В убывающем свете серого дня она миновала погруженный в тишину сад и чугунные ворота, пересекла оживленную улицу и пошла берегом озера. Безмолвие поглотило ее, после того как она оставила позади единственный в городке перекресток, и ей показалось, что она будет идти вот так целую вечность, одна со своими мыслями, и никого не встретит. Она была готова к одиночеству, но не к этому, на которое ее обрекли те, кто лучше знал, как с ней быть. И погода — смутная, туманная, себе на уме, однако неприветливая: уж не призвана ли она, помимо прочего, омрачить испытательный срок для той, что опрометчиво отправилась в поездку без теплого пальто?

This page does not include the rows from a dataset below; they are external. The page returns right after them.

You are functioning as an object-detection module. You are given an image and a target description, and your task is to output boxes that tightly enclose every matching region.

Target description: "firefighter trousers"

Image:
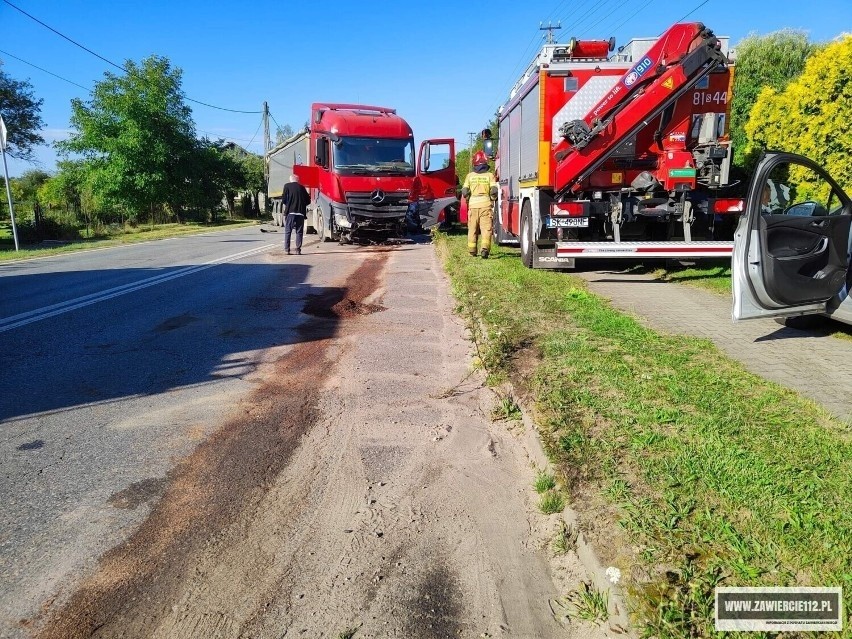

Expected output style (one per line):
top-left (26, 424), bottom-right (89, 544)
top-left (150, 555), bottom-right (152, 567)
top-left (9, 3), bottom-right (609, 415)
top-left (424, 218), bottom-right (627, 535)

top-left (467, 206), bottom-right (493, 255)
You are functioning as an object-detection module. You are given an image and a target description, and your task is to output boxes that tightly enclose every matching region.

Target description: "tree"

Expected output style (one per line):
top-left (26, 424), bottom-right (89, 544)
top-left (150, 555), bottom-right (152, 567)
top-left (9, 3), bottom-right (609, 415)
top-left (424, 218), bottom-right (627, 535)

top-left (731, 29), bottom-right (818, 168)
top-left (745, 35), bottom-right (852, 192)
top-left (57, 56), bottom-right (199, 223)
top-left (0, 62), bottom-right (44, 162)
top-left (456, 117), bottom-right (500, 184)
top-left (275, 124), bottom-right (293, 144)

Озеро стыло в мертвой неподвижности; над головой горел одинокий фонарь, окрашивая поникшие листья платана в изумрудную зелень. Если мне не захочется, я вовсе не обязана здесь оставаться, решила она. Никто меня не заставляет. Но я должна попробовать хотя бы для того, чтобы дома потом было легче. Не одна же я в отеле. А отдохнуть мне и вправду необходимо. С неделю, пожалуй, перетерплю. Человеку вроде меня, блуждающему во мраке писательства, тут можно многое разузнать, хотя, понятно, никто из этих людей не годится в персонажи моих романов. Но та женщина, очень высокая, узколицая, прекрасная женщина с надоедливой собачонкой… Что уж говорить о блистательной паре, которая чувствует себя здесь как дома. Что их сюда привело? Но — женщины, женщины, одни женщины, а мне так по сердцу мужской разговор. Ох, Дэвид, Дэвид, подумала она.
Прогулка по берегу озера более всего напоминала ей безмолвные блуждания во сне, когда нелогичность и неизбежность выступают рука об руку. Как бывает во сне, ее одолевало отчаяние и в то же время какое-то роковое любопытство, словно ей предписано идти этим путем, пока не откроется его тайный смысл. В этот вечер направление ее мыслей и самый характер дорожки, казалось, намекали на неблагоприятный исход: потрясение, предательство, в лучшем случае опоздание на поезд, появление в лохмотьях на важном приеме, вызов в суд по непонятному обвинению. Свет тоже был под стать сну — неясный полумрак осенял это странное паломничество, ни день, ни ночь. В действительном мире, сквозь который пролегал ее путь, она воспринимала реальные приметы окружающего: прямая как стрела посыпанная гравием тропинка, обрамленная с обеих сторон рядами деревьев, растущих на затоптанном газоне; по одну руку невидимое теперь озеро, по другую, вероятно, — городок, но такой маленький и вымуштрованный, что оттуда не доносилось ни скрежета тормозов, ни гудков клаксонов, ни громких и преувеличенно сердечных пожеланий доброй ночи. Ее слуха едва касалось лишь тихое урчание невидимых за деревьями автомобилей, мирно следовавших домой по вечернему шоссе. Хруст гравия у нее под ногами звучал куда громче, назойливо громко, и она спустилась ближе к воде на мягкую грунтовую тропинку. Она шла в неверном свете редких фонарей, и ничто не прерывало прогулки, словно во всем этом безмолвном пространстве она была единственным живым человеком. От слившегося с мраком озера ощутимо веяло холодом, она дрожала под своим длинным кардиганом. Обречена какое-то время ходить по этой земле, подумала она, и, приемля эту невеселую мысль, все шла и шла вперед, пока не решила: хватит, нагулялась. Тогда она повернулась и пошла назад той же дорогой.